An ergonomic chair isn't like your regular office chair either. It comes with special features like adjustable height and seat depth that ensure that your feet are placed flat on the floor, and the edge of the seat isn't pushing into the back of your knees uncomfortably. Ergonomic office chair also provides superior back support with a flexible backrest and also provides elbow support with armrests.

With the right ergonomic office furniture, you'll naturally be seated in a neutral posture which is how you should be seated at work.

Use a Footrest

Ideally, your feet should be placed flat on the floor and shouldn't be dangling in the air. However, even sitting with feet flat on the floor for too long can cause the blood to pool in the feet. It can cause swelling in the feet and also put a load on the heart. One way to make your workplace ergonomics-friendly and reduce the risk of blood pooling in the feet is using a footrest to keep the feet slightly elevated. This would ensure a smooth blood flow to and from the legs and also ensure you don't experience painful swelling from sitting for long hours at work.

Use Ergonomic Keyboard and Mouse

Repetitive movements like hitting the keys on the keyboard all day long put you at risk of health conditions like Carpal Tunnel Syndrome, Trigger Finger, and Tendonitis. One way to improve ergonomics and reduce the risk of repetitive strain injuries is to use an ergonomic keyboard and mouse.

An ergonomic keyboard features a unique design that encourages the user to place their hands on the keyboard such that the stress on the fingers and wrists is significantly reduced. The keys are softer, and you don't need to press them too hard. Similar is the case with an ergonomic mouse. The buttons are softer and more sensitive, and you don't even have to move the mouse too much, which might strain your wrist.

Improve Office Lighting

Poor office lighting, as you know by now, can cause eye strain. Lighting that's either too bright or too dim isn't suitable. The lighting should be just right. It would help if you designed your office such that there are large windows to let natural light into your office. Arranging workstations such that you aren't seated directly facing the light or your back isn't directed towards the light will ensure minimal eye strain. Not only that, but you should also ensure that the artificial lighting in your office is just right to keep your office adequately lit during the evening hours when the natural light isn't sufficient.

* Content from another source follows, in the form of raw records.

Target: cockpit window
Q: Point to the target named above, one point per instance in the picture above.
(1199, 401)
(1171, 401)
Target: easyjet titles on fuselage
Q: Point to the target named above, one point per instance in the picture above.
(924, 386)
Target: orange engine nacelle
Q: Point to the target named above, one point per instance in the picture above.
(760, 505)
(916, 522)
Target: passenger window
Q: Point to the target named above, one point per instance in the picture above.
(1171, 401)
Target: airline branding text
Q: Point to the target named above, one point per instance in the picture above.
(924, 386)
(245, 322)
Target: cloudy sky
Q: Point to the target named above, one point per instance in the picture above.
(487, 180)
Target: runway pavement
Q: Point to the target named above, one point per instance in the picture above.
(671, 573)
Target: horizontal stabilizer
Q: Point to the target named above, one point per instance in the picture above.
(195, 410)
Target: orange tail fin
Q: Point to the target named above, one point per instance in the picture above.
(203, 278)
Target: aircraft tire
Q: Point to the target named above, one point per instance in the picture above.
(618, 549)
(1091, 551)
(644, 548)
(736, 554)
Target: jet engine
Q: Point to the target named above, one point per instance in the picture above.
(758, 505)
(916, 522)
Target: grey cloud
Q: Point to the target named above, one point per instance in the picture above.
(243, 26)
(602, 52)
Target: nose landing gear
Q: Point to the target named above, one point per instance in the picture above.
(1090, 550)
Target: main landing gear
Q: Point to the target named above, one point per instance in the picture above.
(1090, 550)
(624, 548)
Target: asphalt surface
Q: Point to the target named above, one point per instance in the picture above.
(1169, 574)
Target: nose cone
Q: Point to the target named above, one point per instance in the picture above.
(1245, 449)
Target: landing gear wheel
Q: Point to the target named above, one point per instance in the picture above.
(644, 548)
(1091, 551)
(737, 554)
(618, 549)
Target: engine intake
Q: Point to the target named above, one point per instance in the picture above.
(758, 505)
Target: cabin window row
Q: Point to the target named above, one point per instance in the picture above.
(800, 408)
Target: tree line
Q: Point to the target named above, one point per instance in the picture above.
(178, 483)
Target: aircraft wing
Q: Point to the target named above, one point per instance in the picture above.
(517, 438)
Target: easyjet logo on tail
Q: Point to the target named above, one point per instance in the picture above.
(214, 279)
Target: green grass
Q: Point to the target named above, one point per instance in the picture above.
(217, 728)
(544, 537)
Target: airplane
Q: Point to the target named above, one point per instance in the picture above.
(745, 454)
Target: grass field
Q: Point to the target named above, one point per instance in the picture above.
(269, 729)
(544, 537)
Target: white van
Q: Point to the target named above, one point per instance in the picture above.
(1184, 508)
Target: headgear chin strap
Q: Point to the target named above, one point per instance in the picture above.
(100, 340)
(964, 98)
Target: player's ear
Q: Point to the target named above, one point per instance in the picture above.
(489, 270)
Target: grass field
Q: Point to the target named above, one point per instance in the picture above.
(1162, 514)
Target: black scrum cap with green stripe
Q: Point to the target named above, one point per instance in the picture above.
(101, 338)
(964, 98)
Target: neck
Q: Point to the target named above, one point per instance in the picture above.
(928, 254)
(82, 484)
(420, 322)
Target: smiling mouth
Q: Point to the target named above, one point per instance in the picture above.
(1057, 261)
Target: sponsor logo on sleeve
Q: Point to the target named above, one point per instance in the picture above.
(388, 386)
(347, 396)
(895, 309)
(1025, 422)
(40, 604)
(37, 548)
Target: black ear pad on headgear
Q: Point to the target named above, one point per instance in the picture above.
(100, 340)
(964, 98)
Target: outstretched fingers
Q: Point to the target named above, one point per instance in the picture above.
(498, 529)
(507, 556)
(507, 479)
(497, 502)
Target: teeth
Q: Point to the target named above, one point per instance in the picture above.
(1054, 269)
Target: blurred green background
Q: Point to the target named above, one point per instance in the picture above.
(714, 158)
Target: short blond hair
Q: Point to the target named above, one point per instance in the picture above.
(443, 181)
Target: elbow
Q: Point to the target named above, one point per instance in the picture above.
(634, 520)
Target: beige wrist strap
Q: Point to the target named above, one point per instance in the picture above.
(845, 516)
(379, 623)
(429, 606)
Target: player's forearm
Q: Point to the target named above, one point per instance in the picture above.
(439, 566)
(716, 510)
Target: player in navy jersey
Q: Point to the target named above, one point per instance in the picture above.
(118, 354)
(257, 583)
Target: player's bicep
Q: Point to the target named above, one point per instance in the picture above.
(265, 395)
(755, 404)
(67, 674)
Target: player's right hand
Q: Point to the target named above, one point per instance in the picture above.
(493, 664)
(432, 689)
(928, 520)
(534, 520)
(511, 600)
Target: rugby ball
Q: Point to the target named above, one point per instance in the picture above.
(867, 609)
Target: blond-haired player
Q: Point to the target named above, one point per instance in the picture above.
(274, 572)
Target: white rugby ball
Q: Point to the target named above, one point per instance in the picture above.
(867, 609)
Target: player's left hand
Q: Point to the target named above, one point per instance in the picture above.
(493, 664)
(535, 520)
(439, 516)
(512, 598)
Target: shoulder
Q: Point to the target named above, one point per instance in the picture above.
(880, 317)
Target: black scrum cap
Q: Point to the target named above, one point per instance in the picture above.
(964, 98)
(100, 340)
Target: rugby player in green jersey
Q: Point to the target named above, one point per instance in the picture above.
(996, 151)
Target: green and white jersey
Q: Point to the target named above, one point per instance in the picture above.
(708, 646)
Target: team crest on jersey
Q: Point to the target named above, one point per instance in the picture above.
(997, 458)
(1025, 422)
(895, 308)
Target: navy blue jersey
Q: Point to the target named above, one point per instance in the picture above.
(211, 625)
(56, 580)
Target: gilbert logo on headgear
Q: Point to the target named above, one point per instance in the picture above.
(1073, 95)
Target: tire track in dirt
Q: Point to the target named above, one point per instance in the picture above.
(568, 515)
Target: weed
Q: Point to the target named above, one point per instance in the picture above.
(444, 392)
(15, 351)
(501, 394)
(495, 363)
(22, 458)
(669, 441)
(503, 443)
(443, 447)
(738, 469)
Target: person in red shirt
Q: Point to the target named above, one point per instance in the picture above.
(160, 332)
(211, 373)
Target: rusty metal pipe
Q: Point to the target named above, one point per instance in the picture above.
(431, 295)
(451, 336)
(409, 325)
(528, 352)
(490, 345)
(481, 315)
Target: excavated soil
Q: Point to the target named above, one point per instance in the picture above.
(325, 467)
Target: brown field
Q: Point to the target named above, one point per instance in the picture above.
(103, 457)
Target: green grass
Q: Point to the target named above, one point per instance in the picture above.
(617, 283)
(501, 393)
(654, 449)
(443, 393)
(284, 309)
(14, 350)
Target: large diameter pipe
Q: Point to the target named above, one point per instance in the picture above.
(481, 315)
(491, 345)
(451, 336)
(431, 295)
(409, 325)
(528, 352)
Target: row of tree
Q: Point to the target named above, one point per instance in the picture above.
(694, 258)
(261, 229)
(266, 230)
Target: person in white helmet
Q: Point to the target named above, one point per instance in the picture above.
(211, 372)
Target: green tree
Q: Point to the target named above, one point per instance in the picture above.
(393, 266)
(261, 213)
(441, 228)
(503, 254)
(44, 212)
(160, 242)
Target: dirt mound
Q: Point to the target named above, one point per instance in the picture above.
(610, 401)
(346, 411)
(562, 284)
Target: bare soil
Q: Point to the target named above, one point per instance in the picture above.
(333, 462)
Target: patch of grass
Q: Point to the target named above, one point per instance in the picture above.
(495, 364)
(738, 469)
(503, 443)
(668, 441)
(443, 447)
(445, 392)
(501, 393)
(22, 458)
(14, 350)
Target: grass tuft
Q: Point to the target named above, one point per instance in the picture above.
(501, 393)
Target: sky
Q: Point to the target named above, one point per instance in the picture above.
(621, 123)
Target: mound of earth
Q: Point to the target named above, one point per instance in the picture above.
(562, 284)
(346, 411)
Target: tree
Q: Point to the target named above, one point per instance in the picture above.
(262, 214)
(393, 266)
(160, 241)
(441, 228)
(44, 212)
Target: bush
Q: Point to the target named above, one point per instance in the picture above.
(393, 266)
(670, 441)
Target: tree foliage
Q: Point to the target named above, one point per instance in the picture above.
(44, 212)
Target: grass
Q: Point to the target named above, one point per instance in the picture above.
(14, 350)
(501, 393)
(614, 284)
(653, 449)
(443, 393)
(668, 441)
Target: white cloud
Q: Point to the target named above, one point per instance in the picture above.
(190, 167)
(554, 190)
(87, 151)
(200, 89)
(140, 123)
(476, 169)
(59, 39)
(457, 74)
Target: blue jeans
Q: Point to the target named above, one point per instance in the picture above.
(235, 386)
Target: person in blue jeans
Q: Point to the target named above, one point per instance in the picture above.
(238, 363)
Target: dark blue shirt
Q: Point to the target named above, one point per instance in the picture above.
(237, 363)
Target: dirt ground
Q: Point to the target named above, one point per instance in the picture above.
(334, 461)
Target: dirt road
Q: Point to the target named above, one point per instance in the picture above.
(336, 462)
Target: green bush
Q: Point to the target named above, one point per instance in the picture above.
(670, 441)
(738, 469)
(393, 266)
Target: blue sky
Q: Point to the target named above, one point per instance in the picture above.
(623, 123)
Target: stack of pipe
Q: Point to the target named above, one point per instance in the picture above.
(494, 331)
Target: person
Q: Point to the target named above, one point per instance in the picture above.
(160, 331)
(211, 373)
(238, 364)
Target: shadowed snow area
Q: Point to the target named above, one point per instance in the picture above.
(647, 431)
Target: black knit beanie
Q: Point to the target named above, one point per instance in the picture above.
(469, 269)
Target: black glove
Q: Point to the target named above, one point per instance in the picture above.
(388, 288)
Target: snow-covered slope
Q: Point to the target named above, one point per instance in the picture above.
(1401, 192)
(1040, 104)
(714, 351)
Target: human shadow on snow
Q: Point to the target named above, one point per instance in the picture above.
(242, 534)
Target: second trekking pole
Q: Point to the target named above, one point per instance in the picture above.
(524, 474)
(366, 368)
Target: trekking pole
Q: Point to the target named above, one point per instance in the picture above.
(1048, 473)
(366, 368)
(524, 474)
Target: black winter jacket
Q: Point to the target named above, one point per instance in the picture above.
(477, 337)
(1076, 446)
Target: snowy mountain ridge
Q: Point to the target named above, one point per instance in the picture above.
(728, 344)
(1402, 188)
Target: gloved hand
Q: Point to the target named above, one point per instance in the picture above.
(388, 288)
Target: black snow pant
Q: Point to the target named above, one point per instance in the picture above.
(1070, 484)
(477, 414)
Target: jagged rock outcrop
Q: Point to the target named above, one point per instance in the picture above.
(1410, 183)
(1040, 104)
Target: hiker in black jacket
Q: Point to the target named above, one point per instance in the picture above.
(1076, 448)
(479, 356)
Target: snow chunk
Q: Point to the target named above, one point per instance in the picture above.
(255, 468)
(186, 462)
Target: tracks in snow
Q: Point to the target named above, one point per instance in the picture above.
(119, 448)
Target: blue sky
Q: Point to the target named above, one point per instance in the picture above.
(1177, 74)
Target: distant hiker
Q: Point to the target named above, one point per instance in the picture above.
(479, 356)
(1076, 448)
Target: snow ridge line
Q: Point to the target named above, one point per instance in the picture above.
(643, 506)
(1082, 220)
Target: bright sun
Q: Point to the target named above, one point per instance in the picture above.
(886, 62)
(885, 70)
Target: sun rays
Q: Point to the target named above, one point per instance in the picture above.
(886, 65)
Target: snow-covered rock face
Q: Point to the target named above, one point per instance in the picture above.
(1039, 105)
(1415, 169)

Use a Back Support Cushion

Using a back support cushion also reduces back strain significantly. This cushion is contoured to provide excellent back support while seated at work. This reduces the risk of you experiencing back pain and also the risk of posture-related musculoskeletal disorders.

Closing Word

Workplace ergonomics are critically important to ensure your health, safety, and well-being at work. The good news is that improving workplace ergonomics isn't so difficult. All you need to do is make the right changes to your workplace, and you're good to go. Remember that every penny you spend on improving workplace ergonomics will pay off in the long run, and you'll be glad you took the plunge!